I tend to plan my annual leave around my women, so if there’s a gap between batches of deliveries, I’ll slot my holidays in then. I’m delivering about six babies a month at the moment, which isn’t a huge number compared to some obstetricians, but I have a busy home life as well, with three children of my own – aged six, four and one.
Today, my list starts at 8am with a lady who had twins via IVF and has brought them in with her for her six week check-up, which is wonderful. She had developed cholestasis, a liver condition that occurs in pregnancy, causing a persistent itch in the hands and feet.
It’s uncomfortable for the mother but the danger was really for the babies, as there’s an increased risk of stillbirth if they go overdue. I delivered them a little early by Caesarean section at 37 weeks. Seeing all three looking healthy and well is so gratifying – probably the best part of my job.
Next, is one of my pregnant women due at the end of the month. She’s 37 weeks and had a previous Caesarean with me, but is hoping for a normal delivery.

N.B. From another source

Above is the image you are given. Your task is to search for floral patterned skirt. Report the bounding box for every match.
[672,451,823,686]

Last time, she developed gestational diabetes and the baby was quite big. This time, her blood sugars are all very good, she hasn’t put on much weight and the baby’s growth has been fine. I’ll keep monitoring her and if all seems well we’ll sit tight and wait for spontaneous labour to start.
Most women are keen for a normal delivery but some develop complications, or simply don’t want the uncertainty of labour. Caesareans are pretty safe, but not without some risk to the mother. It’s my job to make sure she’s fully aware of her options; then support whatever choice she makes for her baby and her body.

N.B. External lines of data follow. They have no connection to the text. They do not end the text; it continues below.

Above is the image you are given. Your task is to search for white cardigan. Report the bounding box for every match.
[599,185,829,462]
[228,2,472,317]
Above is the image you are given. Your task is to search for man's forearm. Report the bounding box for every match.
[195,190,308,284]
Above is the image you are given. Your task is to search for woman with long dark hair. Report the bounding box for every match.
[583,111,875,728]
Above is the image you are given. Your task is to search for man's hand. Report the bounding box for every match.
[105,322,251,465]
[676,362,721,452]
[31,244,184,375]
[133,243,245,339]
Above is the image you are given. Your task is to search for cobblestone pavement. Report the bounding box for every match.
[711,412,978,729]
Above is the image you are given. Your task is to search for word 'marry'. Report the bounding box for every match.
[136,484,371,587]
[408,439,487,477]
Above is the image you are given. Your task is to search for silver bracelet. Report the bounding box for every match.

I had two normal deliveries myself, but my last was by emergency Caesarean, so I know it can be quite scary when you’re on the receiving end. I’m sure having felt that fear and uncertainty first-hand has made me a better obstetrician.
After seeing 18 patients, I spend time chasing results, making sure reports are done and dictating letters; then jog home to clear my head. It’s been a manic day but a good one. As always, I’m looking forward to tomorrow.